Danke für deine Analogie und den Rest. Dazu folgende Fragen:

- an welcher Stelle behaupte ich, die GC sei schlecht implementiert? Ich bin mir schon im klaren darüber, dass der Fehler irgendwo in meinem Quelltext liegt. Die Zeiten "ich haue auf den Computer" waren bei mir noch nie so ausgeprägt.
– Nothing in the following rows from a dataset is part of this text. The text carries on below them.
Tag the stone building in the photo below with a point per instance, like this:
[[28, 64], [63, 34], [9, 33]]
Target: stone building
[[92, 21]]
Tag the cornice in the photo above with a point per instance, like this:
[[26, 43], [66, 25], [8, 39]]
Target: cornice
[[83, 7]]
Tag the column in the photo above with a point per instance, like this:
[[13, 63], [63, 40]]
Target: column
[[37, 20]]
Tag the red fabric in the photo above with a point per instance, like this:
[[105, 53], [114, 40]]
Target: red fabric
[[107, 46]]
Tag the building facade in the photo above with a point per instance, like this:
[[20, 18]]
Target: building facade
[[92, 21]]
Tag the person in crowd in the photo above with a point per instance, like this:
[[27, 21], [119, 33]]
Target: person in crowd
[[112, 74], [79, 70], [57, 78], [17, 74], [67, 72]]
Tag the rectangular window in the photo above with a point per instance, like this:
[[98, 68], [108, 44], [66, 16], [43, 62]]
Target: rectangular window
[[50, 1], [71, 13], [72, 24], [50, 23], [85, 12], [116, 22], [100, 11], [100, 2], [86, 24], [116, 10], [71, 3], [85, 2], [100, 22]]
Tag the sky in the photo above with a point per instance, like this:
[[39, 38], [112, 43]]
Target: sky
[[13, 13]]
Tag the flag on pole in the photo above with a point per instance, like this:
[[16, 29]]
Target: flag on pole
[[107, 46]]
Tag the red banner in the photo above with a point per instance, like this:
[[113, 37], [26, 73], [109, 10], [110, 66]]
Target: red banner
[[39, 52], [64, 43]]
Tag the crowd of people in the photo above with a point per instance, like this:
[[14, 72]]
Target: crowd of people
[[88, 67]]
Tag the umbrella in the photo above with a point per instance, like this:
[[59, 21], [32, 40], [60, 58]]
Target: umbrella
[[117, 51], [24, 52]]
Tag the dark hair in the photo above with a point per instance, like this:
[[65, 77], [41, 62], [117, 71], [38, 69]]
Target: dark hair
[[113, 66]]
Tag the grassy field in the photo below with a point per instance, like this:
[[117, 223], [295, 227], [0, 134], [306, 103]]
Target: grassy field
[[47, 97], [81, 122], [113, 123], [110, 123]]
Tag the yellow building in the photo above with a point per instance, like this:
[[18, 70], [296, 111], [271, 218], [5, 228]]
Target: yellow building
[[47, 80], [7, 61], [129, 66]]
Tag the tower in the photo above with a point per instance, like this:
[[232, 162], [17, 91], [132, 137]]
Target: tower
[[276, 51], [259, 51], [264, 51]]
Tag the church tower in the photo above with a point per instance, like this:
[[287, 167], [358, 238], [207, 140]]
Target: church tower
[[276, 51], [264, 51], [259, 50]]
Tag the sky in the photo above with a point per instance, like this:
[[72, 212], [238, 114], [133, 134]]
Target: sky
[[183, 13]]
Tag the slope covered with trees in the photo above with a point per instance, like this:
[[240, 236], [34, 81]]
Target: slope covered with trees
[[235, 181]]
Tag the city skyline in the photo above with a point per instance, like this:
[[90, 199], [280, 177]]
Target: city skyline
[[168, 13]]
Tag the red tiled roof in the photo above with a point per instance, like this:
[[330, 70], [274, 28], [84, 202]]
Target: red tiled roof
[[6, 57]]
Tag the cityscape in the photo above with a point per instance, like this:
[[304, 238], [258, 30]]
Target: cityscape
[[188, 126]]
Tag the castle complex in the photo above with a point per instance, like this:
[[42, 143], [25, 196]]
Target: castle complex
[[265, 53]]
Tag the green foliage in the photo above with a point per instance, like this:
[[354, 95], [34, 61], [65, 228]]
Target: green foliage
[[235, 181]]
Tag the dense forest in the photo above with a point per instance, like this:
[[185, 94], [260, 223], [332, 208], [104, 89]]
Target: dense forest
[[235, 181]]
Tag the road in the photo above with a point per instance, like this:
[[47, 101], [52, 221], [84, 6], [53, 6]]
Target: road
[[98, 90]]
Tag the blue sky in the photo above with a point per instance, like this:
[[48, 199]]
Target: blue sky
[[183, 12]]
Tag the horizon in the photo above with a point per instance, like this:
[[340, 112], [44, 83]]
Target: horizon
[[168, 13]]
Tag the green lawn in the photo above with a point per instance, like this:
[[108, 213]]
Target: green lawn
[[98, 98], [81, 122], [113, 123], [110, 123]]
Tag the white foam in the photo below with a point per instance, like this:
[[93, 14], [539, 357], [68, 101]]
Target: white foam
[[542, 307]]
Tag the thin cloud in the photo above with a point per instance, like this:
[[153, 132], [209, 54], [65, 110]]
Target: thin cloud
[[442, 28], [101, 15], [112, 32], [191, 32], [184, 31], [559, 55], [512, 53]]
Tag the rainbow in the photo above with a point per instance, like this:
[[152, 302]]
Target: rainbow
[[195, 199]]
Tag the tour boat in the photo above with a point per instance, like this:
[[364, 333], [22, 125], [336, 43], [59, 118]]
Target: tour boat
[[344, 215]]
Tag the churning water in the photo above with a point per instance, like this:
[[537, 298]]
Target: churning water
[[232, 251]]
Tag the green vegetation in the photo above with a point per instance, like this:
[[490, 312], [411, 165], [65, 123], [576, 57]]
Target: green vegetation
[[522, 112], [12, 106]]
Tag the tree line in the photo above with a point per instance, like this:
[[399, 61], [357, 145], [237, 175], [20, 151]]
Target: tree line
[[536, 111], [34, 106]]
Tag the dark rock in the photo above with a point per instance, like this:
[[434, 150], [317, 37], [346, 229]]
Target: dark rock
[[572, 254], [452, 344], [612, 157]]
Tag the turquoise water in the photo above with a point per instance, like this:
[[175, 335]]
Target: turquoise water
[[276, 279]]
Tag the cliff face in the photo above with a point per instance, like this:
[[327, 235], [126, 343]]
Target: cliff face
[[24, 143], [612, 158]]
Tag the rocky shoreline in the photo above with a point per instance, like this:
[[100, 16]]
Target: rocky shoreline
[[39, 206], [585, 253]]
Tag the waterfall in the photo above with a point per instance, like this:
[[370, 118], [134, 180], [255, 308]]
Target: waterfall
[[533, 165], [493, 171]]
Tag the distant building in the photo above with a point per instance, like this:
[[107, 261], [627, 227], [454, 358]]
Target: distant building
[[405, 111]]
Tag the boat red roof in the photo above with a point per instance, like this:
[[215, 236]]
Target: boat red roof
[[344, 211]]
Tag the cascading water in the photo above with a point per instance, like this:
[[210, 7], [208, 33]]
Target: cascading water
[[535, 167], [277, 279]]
Außerdem solltest du am Screenshot erkennen, dass ich durchaus geduldig bin.

- Gib mir dann doch bitte einen Tipp, wie ich so etwas ("nimm die Mauskoordinaten und speichere sie") besser lösen kann.

Grüße
Philipp


----------



## philthy (11. Dez 2008)

SilentJ hat gesagt.:
			
		

> Zusammen mit deinem Programmcode betrachtet, fällt mir nur folgende Analogie ein:
> 
> Du sitzt in deinem Auto, in einigen Hundert Metern befindet sich eine Mauer. Frohen Mutes und mit festem Griff umklammerst Du das Lenkrad und trittst voll aufs Gas. Ändert sich nichts an dieser Ausgangssituation, verhält sich das Auto vollkommen korrekt, wenn Du die Kraftentfaltung von einigen Kilonewton beim Aufprall auf die Mauer alsbald spürst.
> 
> Ansonsten, lade Dir die openJDK-Sourcen herunter, implementiere eine eigene Garbage Collection (viel Glück!) und werde glücklich..



Danke für deine Analogie und den Rest. Dazu folgende Fragen:

- an welcher Stelle behaupte ich, die GC sei schlecht implementiert? Ich bin mir schon im klaren darüber, dass der Fehler irgendwo in meinem Quelltext liegt. Die Zeiten "ich haue auf den Computer" waren bei mir noch nie so ausgeprägt. Außerdem solltest du am Screenshot erkennen, dass ich durchaus willig bin, solche Dinge zu durchdringen und nicht einfach bockig "alles scheiße" rufe.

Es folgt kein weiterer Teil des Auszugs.